Sixty-three women and 99 men with varying degrees of hypercholesterolemia were instructed on an AHA step 1 diet. Subjects were followed up on a biweekly basis with individual visits and group classes for 8 weeks.
Outpatient clinic facility of the Metabolic Research Group, University of Kentucky, Lexington.
Through community cholesterol screenings, we recruited 76 women and 108 men aged 30 to 70 years who were within 80% to 130% of their ideal body weight. Serum cholesterol levels were between 5.17 mmol/L and 8.99 mmol/L and serum triglyceride levels when subjects were fasting were less than 5.08 mmol/L. Sixty-three women and 99 men completed the study.
Subjects followed an AHA step 1 diet (30% of energy from fat, 50 to 60% of energy from carbohydrate, 10 to 20% of energy from protein, and less than 300 mg cholesterol per day) for 8 weeks.
MAIN OUTCOME MEASURES
Serum lipid levels, nutrient intake, and body weight.
STATISTICAL ANALYSES PERFORMED
Subjects were divided into three groups according to initial serum cholesterol levels (mild = 5.17 to 6.17 mmol/L; moderate = 6.20 to 6.95 mmol/L; severe = > or = 6.98 mmol/L). Within-individual changes in nutrient intakes, body weights, and serum lipid levels were analyzed using dependent t tests. Between-group comparisons were made using analysis of variance (ANOVA). When significant differences were found using ANOVA, differences between groups were evaluated with the Tukey test.

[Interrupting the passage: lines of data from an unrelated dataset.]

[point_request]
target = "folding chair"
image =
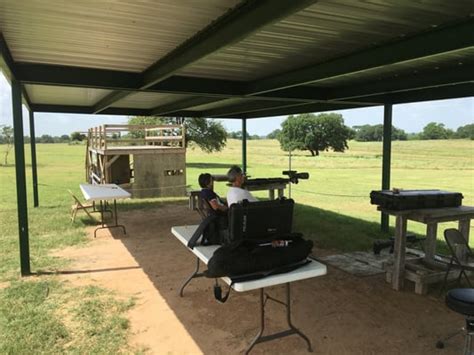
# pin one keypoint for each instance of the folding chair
(462, 256)
(79, 206)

All subjects tolerated the diet well and average dietary adherence was good, as assessed by a food frequency questionnaire and analysis of 3-day diet records. Serum total cholesterol levels decreased 9.2% overall for women (P < .001) and 7.2% for men (P < .001); serum low-density lipoprotein cholesterol levels decreased 9.2% for women and 9.8% for men; and serum high-density lipoprotein cholesterol levels decreased 3.6% for women and 2.8% for men. Mean serum triglyceride levels decreased significantly for women but not for men. No significant differences were found in the responses of women and men in the corresponding groups. Women and men with higher initial serum cholesterol values showed significantly greater hypocholesterolemic responses to diet than those with lower initial serum cholesterol values.
The findings of this study confirm the beneficial role of dietary intervention for reducing atherogenic serum lipid levels in women and men.